The first US lightship was put in place off of Willoughby Spit in Chesapeake Bay, Virginia, in 1820. Lightships remained in service in the United States until March 29, 1985, when the last ship, the Nantucket I, was decommissioned. During that period, lightships were operated by several branches of the government: by the Lighthouse Establishment from 1820 to 1852, the Lighthouse Board from 1852 to 1910, the Lighthouse Service from 1910 to 1939, and the Coast Guard from 1939 to 1985.
The naming conventions used for lightships are not consistent. Until 1867, there was no uniform method to refer to individual lightships. Lightships in that period generally took the name of the station that they served, but occasionally other names. These names were not permanently assigned to an individual vessel. Rather, whenever a lightship was moved to a new station she took on that name. That made identifying individual ships nearly impossible. Beginning in 1867, lightship numbers (hull numbers) were assigned to ships still in service. These numbers are the primary means of identifying individual lightships across her various stations. In 1938, the Lighthouse Service retroactively allocated letter codes to the unnumbered lightships based on their research of available records, although some ships may have been lost or misidentified. Even with the hull numbers, it is common to refer to a lightship by the name of the station it serves (or Relief, if it is a relief ship) and a few, such as the Nantucket I and Nantucket II have been given individual names.
There were also light vessels off the coasts of Australia, Belgium, Germany, Sweden, Finland, Denmark, and Suriname.
There was one known to have been in Canada. Bras d'Or was ordered by a New York ship owner who also ordered five other trawlers of the same class. Soon after her launch, the ship owner went bankrupt and Bras d'Or and her sisters were sold incomplete. She was finally finished in 1926 by the shipyard in Sorel, Quebec, for lightship service with the Department of Marine and Fisheries as Lightship No. 25 (which implies that there had been 24 lightvessels before her.) She was requisitioned on 15 September 1939 and was converted to an auxiliary minesweeper and received her new name and posting. Her first posting was to Halifax (former city), Nova Scotia, where she was tasked to patrol the harbour approaches to free up major warships for convoy duty. On 17 October 1940, Bras d'Or was ordered to proceed to Clarke City, Quebec, to shadow the Romanian freighter Inginer N. Vlassopol and to ensure that she made way to Sydney, Nova Scotia. While departing Rimouski Bras d'Or grounded herself on a shoal only minutes outside of port.
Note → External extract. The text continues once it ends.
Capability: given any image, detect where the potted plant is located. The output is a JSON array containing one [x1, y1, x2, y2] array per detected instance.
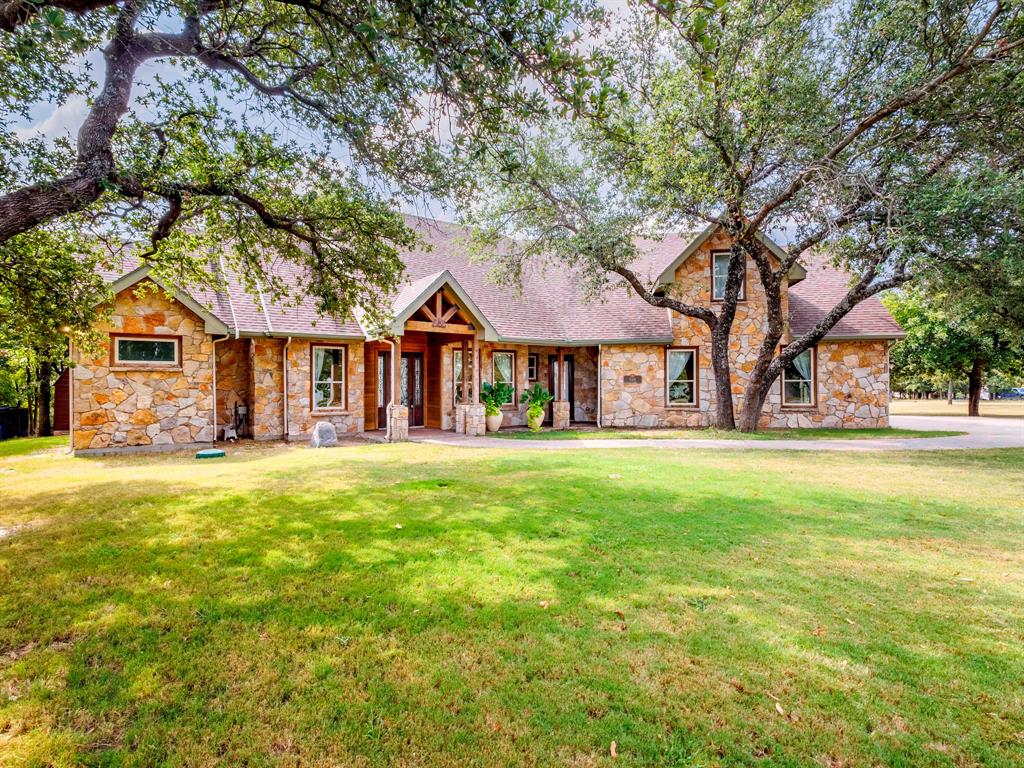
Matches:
[[480, 381, 514, 432], [522, 383, 554, 431]]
She managed to free herself and continue on to Clarke City. She departed Clarke City on the 18th shadowing the Romanian freighter. Both ships encountered poor weather on the way to Sydney, and as darkness fell both ships turned on their navigation lights, an odd thing for a naval vessel to do during wartime. At 0350 on the 19th the First Officer of Inginer N. Vlassopol reported that the lights of Bras d'Or had suddenly vanished. It is believed that she had sustained unnoticed hull damage when she had run aground just outside Rimouski, and that it combined with the poor weather and sea conditions led to her destruction.